00:06:58.560 | You have to be mindful of security.

00:07:01.560 | You have to be conscious of the things that you're giving your agent access to.

00:07:07.560 | You have to be cognizant of cost overruns.

00:07:10.560 | It can be really easy to accidentally burn up a bunch of tokens.

00:07:14.560 | Overall, evals are really an important safeguard here in making your non-deterministic agent as deterministic as you can.

00:07:24.520 | So how do you solve that problem?

00:07:27.520 | I would group the options into approximately four buckets.

00:07:31.520 | The first is to build your agent from scratch.

00:07:34.520 | You write every line of code by hand.

00:07:36.520 | Maybe you're fine-tuning LLMs.

00:07:38.520 | Maybe you have AI/ML engineers on your team.

00:07:41.520 | You have full control, but it's a high lift.

00:07:44.520 | You're building all those ancillary pieces, but what you get is something purpose-built.

00:07:49.480 | It's not outsourced.

00:07:51.480 | You have maximal control.

00:07:53.480 | Then there's more of a middle ground using a framework like, say, LangGraph.
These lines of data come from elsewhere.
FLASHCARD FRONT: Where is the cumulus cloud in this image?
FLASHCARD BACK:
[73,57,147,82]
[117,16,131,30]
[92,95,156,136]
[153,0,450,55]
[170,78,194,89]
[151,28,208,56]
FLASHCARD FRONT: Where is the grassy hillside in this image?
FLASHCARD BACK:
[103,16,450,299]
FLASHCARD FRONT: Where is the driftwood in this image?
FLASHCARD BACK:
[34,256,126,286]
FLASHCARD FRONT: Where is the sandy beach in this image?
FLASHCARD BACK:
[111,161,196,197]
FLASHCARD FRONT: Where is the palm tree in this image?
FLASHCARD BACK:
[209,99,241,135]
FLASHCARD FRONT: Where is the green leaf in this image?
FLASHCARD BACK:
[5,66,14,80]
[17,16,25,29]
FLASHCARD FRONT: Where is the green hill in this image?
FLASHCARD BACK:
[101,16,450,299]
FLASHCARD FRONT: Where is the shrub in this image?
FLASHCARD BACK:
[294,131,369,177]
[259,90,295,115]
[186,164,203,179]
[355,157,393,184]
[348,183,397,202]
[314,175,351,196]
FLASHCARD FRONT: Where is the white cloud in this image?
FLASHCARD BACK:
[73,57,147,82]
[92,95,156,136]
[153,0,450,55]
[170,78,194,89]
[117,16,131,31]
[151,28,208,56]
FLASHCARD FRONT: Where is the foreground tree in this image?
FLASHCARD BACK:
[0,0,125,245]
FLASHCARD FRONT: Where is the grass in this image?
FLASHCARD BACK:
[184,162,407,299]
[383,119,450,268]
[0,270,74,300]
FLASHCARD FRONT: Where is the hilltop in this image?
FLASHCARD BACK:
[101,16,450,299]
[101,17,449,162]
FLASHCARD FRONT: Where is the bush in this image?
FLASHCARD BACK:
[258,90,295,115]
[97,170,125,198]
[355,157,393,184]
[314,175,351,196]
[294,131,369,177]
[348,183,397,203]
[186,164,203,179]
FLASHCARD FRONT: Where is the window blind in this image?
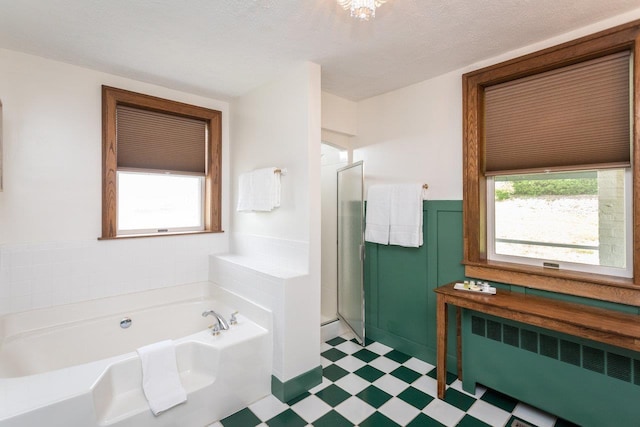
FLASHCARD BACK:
[484,52,631,175]
[116,105,206,174]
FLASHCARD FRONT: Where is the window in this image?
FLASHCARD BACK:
[463,18,640,304]
[102,86,221,239]
[487,169,632,277]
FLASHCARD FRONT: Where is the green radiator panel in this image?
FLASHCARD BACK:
[365,200,464,367]
[462,310,640,427]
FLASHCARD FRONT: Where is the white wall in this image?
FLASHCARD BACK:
[351,9,640,200]
[352,73,462,199]
[225,63,321,382]
[0,50,229,313]
[322,92,358,136]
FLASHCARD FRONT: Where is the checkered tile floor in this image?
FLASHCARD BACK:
[210,337,574,427]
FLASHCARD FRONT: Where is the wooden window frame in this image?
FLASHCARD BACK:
[462,20,640,306]
[100,86,222,240]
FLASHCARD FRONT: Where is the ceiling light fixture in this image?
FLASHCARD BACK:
[338,0,387,21]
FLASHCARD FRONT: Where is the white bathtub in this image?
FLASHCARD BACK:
[0,283,272,427]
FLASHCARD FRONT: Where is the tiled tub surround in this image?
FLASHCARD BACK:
[216,337,575,427]
[0,234,220,315]
[0,282,272,427]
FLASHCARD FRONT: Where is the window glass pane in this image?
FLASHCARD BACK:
[118,171,204,231]
[493,169,628,269]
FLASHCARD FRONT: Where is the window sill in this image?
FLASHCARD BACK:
[98,230,224,240]
[463,261,640,306]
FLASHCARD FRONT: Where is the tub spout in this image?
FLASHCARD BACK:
[202,310,229,331]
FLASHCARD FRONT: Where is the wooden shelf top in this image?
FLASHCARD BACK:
[434,283,640,344]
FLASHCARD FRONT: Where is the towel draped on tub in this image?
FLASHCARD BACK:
[137,340,187,415]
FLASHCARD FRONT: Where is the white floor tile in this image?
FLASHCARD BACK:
[411,376,438,397]
[249,394,289,421]
[291,395,331,423]
[513,402,557,427]
[403,357,435,375]
[373,374,409,396]
[309,377,333,394]
[467,400,511,426]
[367,342,393,355]
[422,399,464,426]
[335,396,376,425]
[334,356,366,372]
[340,332,355,341]
[336,341,363,354]
[378,397,420,426]
[369,357,400,374]
[335,374,371,395]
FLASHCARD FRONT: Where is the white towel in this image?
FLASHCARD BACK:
[138,340,187,415]
[237,167,281,212]
[389,184,423,248]
[364,185,392,245]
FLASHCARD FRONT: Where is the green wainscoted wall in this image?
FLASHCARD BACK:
[365,200,640,426]
[364,200,464,369]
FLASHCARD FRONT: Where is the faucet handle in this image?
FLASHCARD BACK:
[229,310,238,325]
[209,324,220,337]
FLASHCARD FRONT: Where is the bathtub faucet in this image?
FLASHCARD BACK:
[202,310,229,331]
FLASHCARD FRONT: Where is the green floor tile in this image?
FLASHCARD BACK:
[351,337,375,347]
[391,366,422,384]
[287,391,311,406]
[322,364,349,382]
[456,414,491,427]
[444,388,476,412]
[267,409,307,427]
[313,410,353,427]
[384,350,411,363]
[354,365,384,383]
[398,387,433,411]
[358,412,400,427]
[220,408,262,427]
[320,348,347,362]
[327,337,347,347]
[427,368,458,385]
[553,418,579,427]
[316,384,351,408]
[356,385,393,409]
[407,414,447,427]
[505,415,537,427]
[480,389,518,412]
[352,348,380,363]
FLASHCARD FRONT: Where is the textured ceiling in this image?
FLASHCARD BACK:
[0,0,640,100]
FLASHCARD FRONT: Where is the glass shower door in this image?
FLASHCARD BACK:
[338,162,364,344]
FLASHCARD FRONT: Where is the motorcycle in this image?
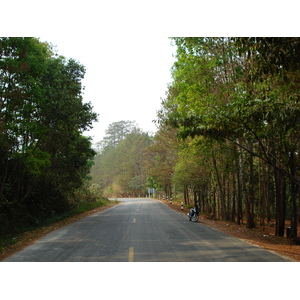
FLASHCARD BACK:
[187,207,199,222]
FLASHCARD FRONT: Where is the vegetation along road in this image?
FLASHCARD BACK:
[4,198,288,262]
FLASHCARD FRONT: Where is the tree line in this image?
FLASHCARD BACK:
[91,37,300,238]
[0,37,97,233]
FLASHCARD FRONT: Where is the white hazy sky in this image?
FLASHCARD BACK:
[39,34,175,142]
[0,0,298,142]
[0,0,299,292]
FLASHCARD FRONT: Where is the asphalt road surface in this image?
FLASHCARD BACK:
[4,198,288,262]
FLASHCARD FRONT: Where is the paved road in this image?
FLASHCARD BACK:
[5,198,288,262]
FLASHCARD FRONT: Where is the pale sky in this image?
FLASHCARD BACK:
[0,0,298,142]
[0,0,299,299]
[39,34,175,142]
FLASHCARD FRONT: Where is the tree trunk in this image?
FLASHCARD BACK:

00:07:56.480 | You still have a high level of control, for example, different memory modes.

00:07:59.480 | It's a medium lift, but a pretty flexible framework that you're tied to.

00:08:03.480 | There's agent platforms like Retool Agents where you would get opinionated defaults, low lift to production.

00:08:10.440 | Of course, you're tied to the platform, but it's useful for that long tail of business agents.

00:08:15.440 | The hosting is abstracted for you.

00:08:17.440 | Connectors to external services come out of the box.

00:08:19.480 | Observability for your fleet.

00:08:21.480 | Or the fourth bucket is the verticalized agent bucket.

00:08:25.480 | These are offerings where the agent is really dialed in for one use case.

00:08:30.480 | It can do one thing really well, but you really have minimal flexibility to kind of go beyond that one core use case.

00:08:39.480 | So how do you decide?

00:08:40.480 | Everyone wants agents, but you have to be really thoughtful about where you spend those precious engineering cycles.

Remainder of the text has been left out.